The options out for consultation could also affect where museum services are based in the future and so views are also being sought on this issue.
Thornbury Town Mayor, Cllr Helen Harrison, said “This is a once in a generation opportunity to provide the high quality community buildings our growing town deserves, so it is important that the whole community has a say on the future of these much loved and used facilities.”

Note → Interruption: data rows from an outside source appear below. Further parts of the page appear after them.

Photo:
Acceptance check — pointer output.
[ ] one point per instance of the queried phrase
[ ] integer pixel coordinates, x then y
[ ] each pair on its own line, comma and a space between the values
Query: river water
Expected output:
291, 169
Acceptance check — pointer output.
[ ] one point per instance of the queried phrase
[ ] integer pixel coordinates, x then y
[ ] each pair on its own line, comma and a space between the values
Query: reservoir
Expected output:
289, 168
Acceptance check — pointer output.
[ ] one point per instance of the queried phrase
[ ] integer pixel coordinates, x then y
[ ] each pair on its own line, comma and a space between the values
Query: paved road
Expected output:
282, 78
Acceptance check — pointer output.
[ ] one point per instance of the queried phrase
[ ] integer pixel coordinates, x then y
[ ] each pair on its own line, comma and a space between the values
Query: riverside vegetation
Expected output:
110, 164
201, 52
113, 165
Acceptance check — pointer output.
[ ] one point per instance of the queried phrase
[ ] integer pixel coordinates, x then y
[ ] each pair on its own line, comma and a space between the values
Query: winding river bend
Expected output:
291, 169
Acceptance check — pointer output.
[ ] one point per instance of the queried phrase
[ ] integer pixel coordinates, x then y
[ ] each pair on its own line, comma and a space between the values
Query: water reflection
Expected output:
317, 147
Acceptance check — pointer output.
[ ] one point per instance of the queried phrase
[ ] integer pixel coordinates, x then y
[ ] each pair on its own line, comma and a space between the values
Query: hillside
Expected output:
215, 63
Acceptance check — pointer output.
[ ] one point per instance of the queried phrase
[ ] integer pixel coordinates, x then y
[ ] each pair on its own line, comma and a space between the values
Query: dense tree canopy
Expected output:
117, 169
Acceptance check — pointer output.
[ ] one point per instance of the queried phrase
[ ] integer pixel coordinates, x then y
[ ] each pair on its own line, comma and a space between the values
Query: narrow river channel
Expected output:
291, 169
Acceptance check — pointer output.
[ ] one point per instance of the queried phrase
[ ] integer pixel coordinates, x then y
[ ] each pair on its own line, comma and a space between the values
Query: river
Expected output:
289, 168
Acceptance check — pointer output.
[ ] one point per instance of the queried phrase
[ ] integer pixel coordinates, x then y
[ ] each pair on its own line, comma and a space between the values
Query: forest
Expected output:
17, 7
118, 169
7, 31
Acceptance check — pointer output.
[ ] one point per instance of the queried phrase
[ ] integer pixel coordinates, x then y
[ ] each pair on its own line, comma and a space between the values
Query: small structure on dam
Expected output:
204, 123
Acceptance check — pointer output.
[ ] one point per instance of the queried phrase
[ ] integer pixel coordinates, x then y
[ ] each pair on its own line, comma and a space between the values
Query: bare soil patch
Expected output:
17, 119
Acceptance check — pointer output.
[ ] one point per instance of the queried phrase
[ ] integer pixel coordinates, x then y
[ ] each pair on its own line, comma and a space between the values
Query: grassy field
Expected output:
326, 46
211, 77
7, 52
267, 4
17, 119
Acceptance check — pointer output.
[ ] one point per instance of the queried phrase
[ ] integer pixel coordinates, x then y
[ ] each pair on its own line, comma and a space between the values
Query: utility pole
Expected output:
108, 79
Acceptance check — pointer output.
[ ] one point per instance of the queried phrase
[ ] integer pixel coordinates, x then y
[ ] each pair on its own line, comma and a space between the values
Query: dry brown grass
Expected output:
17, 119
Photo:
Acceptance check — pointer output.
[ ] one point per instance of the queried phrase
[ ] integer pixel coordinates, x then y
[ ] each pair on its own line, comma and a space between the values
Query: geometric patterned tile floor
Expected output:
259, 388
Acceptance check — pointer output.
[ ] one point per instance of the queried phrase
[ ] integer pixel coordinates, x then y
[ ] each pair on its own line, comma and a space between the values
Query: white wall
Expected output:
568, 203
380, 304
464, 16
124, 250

South Gloucestershire Cabinet Member for Communities and Tourism, Councillor Heather Goddard said: “We have been working with the Town Council and the community to explore a range of options around the buildings we use to deliver services to residents. I would encourage everyone to take part in this process so we can take their views into account when we need to make decisions for the future.
“We are also keen to hear from residents about whether they see potential benefits of co-locating the library service alongside Town Council and other community facilities, if they choose to go down that path. This is also an opportunity for us to listen to any issues that people may have about the idea and to identify any opportunities the public want us to consider were the library to move to a larger space.”
A decision on the future of these important facilities is expected to be taken by Thornbury Town Council, Armstrong Hall Charitable Trust, South Gloucestershire Council and the Turnberries Trustees later in the Autumn. To help inform these decisions, we are seeking views from local people throughout September 2017, which will be considered as part of the decision making process.
The consultation will open on 1 September and run until 29 September 2017. We are jointly holding three consultation drop-in sessions where further information and staff will be available to answer any questions that you may have about these options and proposals. These sessions are taking place 2-7pm on:
- Tues 12 Sept 2017 at Turnberrie's
- Weds 13 Sept 2017 at Thornbury Library
- Thurs 14 Sept 2017 at the Armstrong Hall
Further information and a link to our online survey is available from each organisation's website or here. Copies of the consultation survey can also be picked up from Thornbury Town Hall, Thornbury Library, The Armstrong Hall or Turnberries Community Centre throughout the consultation period.
You can also tell us your views by emailing or phoning 01454 412103.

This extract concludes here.